4  Safeguarding the taxpayer if the contractor fails to deliver

26.  Departments have tended to bail out contractors who have not delivered or got into trouble, often after a period of delay or indecision in which the situation has got worse and losses have continued to mount. Departments have been reluctant to take a robust line with contractors who have failed to deliver what is required under the terms of the contract. Rarely, for example, have contracts been terminated, often because of the fear of costly litigation and counter claims by contractors.

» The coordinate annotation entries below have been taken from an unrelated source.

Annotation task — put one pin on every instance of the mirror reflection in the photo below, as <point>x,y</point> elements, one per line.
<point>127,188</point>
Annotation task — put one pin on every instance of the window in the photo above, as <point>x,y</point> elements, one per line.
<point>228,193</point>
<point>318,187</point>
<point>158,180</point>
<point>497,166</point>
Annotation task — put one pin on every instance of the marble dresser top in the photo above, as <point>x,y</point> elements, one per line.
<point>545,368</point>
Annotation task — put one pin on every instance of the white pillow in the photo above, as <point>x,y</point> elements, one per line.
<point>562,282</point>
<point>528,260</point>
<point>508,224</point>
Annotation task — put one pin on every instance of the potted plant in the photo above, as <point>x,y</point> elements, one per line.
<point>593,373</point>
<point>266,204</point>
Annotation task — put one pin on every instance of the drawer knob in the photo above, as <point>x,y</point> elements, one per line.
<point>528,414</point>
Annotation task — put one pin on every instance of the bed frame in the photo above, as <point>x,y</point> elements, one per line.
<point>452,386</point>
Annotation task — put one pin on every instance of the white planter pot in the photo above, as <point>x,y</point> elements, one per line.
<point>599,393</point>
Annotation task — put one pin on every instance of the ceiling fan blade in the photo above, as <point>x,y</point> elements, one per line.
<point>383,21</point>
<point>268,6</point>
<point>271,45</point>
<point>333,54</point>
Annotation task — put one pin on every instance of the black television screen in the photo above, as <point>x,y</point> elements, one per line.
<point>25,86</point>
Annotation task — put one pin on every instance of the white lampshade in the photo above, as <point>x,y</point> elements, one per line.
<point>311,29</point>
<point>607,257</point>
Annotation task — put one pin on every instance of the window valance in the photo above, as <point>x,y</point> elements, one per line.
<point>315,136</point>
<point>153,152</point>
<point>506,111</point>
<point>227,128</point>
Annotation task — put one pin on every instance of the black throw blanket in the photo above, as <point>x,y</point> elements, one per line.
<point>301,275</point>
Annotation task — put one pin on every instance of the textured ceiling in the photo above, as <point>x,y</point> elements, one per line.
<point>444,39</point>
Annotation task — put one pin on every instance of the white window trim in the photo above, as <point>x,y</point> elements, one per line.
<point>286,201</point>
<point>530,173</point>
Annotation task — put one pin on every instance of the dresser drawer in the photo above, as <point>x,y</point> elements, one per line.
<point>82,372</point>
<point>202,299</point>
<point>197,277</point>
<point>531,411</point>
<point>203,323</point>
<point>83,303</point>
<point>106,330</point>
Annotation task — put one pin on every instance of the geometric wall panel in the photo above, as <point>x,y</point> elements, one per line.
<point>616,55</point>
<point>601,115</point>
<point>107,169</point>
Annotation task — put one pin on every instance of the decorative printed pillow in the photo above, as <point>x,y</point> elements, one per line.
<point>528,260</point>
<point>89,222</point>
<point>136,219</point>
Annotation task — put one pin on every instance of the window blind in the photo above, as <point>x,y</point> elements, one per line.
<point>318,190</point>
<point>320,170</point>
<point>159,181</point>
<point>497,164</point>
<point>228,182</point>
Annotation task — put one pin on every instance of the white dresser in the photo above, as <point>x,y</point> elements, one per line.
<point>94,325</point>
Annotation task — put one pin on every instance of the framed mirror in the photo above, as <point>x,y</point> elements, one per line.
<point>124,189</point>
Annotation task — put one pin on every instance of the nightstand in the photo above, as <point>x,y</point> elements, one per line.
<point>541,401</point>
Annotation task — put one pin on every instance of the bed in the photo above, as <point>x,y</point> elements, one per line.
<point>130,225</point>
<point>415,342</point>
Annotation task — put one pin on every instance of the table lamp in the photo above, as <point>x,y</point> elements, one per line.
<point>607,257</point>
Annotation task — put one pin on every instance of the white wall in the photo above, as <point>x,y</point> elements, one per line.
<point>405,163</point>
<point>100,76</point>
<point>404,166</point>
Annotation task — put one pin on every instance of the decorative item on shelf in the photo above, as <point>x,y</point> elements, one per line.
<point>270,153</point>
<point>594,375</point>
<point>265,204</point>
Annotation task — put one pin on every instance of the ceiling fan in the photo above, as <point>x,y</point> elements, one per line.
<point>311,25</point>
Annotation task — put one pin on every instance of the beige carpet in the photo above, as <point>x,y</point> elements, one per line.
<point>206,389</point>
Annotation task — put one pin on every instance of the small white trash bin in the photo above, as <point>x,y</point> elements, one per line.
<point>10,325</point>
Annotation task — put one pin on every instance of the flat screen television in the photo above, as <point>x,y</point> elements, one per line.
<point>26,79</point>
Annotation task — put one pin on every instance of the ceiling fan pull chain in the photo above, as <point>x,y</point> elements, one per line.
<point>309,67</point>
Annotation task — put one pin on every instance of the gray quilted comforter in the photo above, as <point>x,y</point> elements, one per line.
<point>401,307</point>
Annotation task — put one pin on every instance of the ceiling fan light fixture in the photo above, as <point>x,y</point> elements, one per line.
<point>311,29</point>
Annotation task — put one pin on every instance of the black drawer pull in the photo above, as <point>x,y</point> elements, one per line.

27.  If contractors successfully manage the risks that have been allocated to them and deliver the services required they can expect to earn rewards commensurate with the level of risk that they have borne. But commercial discipline is undermined if contractors get the impression that risks will be taken back by the public sector if they materialise in any serious way.

28.  One function of risk capital in a project is to secure the commitment of those who subscribe it by giving them something to lose if the project fails. It is a false economy to proceed with a deal in which too little risk capital has been subscribed by the private sector. In the case of the Royal Armouries and the Channel Tunnel Rail Link, the public sector rewarded private sector failure by agreeing to reduce the risk of the contractors losing their equity investment when the private sector had not delivered.

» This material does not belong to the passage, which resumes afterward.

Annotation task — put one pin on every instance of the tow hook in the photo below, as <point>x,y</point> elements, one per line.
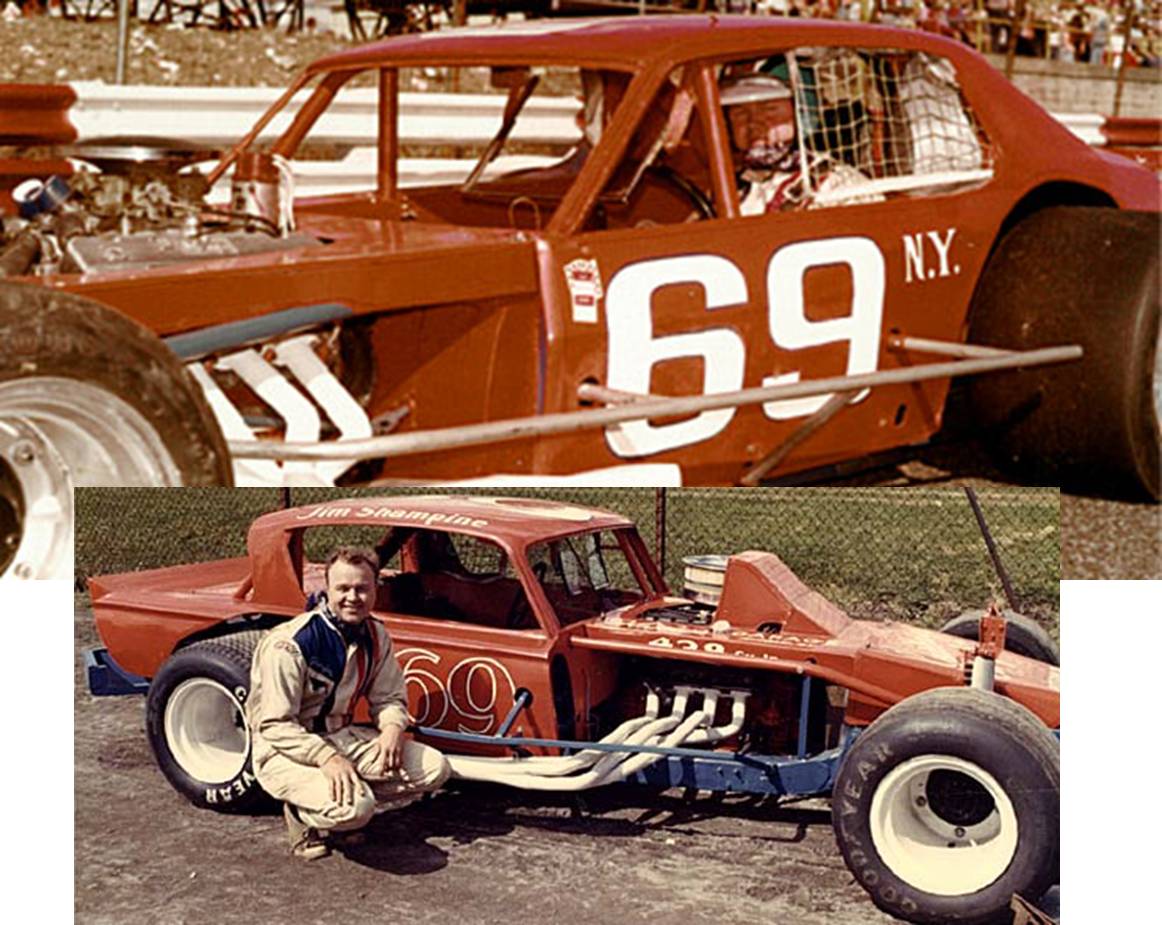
<point>991,643</point>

29.  An essential public service will need to continue operating even if a particular contractor is unable to deliver the service for which it is contractually responsible. This ultimate business risk cannot be transferred from the public sector to the private sector. Departments need to identify the possible consequences arising should this risk materialise and take steps to manage it throughout the contract.

30.  A common feature of deals that have hit trouble is that contingency plans have been inadequate. In many cases matters have become more serious or departments have become locked into unfavourable courses of action because they have not had a fall-back position when things went wrong. The need for a fall-back position is no different from the need for contingency plans for all programmes, whether carried out through a PFI scheme or by directly employed staff.

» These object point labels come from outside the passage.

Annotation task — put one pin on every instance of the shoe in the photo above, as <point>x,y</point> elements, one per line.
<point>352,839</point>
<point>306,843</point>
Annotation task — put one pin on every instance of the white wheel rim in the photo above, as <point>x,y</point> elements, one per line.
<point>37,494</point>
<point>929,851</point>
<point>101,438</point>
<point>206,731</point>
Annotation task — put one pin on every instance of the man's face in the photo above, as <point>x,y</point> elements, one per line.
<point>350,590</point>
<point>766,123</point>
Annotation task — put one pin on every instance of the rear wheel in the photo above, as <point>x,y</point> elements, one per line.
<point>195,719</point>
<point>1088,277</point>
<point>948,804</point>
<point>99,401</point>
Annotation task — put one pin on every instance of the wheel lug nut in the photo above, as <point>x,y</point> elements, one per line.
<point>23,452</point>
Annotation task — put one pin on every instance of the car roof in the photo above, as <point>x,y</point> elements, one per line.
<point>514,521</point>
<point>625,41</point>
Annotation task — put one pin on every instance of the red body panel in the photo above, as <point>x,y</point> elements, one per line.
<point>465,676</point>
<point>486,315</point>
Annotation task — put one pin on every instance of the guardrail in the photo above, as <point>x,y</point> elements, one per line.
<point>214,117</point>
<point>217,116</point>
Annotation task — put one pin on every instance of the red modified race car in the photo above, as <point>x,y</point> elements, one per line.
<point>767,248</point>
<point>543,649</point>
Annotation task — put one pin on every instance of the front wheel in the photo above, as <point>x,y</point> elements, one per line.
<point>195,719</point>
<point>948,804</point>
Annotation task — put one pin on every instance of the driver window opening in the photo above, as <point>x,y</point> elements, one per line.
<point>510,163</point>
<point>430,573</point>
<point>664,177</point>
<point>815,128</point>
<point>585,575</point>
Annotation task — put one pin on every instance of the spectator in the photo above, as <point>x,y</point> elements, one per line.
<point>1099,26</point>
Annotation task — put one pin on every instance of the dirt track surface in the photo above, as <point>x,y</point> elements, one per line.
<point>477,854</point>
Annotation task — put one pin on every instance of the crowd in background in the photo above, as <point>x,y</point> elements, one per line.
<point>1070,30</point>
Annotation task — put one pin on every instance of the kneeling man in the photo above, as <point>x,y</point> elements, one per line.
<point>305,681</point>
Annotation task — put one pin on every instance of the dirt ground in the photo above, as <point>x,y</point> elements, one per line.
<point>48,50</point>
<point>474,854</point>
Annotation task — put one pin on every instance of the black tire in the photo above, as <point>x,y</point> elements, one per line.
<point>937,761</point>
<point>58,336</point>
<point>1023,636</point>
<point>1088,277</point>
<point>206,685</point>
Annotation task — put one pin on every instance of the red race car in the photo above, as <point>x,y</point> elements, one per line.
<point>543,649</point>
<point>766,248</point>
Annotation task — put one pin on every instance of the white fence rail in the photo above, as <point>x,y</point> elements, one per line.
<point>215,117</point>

31.  Figure 5 shows examples of PFI projects that have encountered problems after contract signature.

Figure 5: Examples of problematic PFI deals

PFI deal

Committee's findings

Immigration and Nationality Directorate (7th Report, Session 1999-2000)

The aim of the project was to overcome backlogs of work and concerns that cases were not being handled consistently or efficiently. When delivery of the system was delayed and things started to go wrong the Directorate's contingency planning was inadequate. It consisted only of continuing with the old, paper-based system of working.

Passport Delays of Summer 1999 (24th Report, Session 1999-2000)

During the summer of 1999, many members of the public encountered great difficulty in obtaining passports from the United Kingdom Passport Agency. The Agency's contingency planning proved inadequate, despite the lessons of the flawed implementation of the Agency's previous computer system in 1989. When serious risks crystallised in the crisis of 1999, the Agency was unable to hold the contractor liable for meeting anywhere near the full costs which arose.

Benefits Payment Card Project (3rd Report, Session 2001-02)

The Benefits Payment Card project was intended to replace the existing paper-based methods of paying social security benefits with a magnetic stripe payment card. The contract was awarded in May 1996 and cancelled in May 1999. It took 18 months from the point where the Department took steps to preserve its right to cancel the project, to take the decision to do so. Meanwhile abortive costs were rising and development of alternative arrangements was stalled.

Royal Armouries Museum (4th Report, Session 2001-02)

Under this PFI deal the contractor was required to build and operate a new museum in Leeds for the Royal Armouries. However, the Department effectively bailed the company out to the tune of over £10 million when it ran into financial difficulties and faced imminent insolvency. There were no contingency plans in place, as it was considered that the risk of the project's failure lay with the contractor. However, the business risks ultimately lay with the public sector as the Department and the Royal Armouries were unwilling to countenance the closure of the museum and had therefore stepped in to rescue the project.

Channel Tunnel Rail Link (22nd Report, Session 2001-02)

The deal to build the Channel Tunnel Rail Link left the Department exposed to very substantial risk in the event of failure by the contractor to raise long-term finance. In deciding to restructure the deal, the Department put in place complex arrangements that will expose the taxpayer to substantial risk for many years to come. The level of equity capital was insufficient to reflect the high level of commercial risk in this project, which depended on inherently risky forecasts of passenger numbers.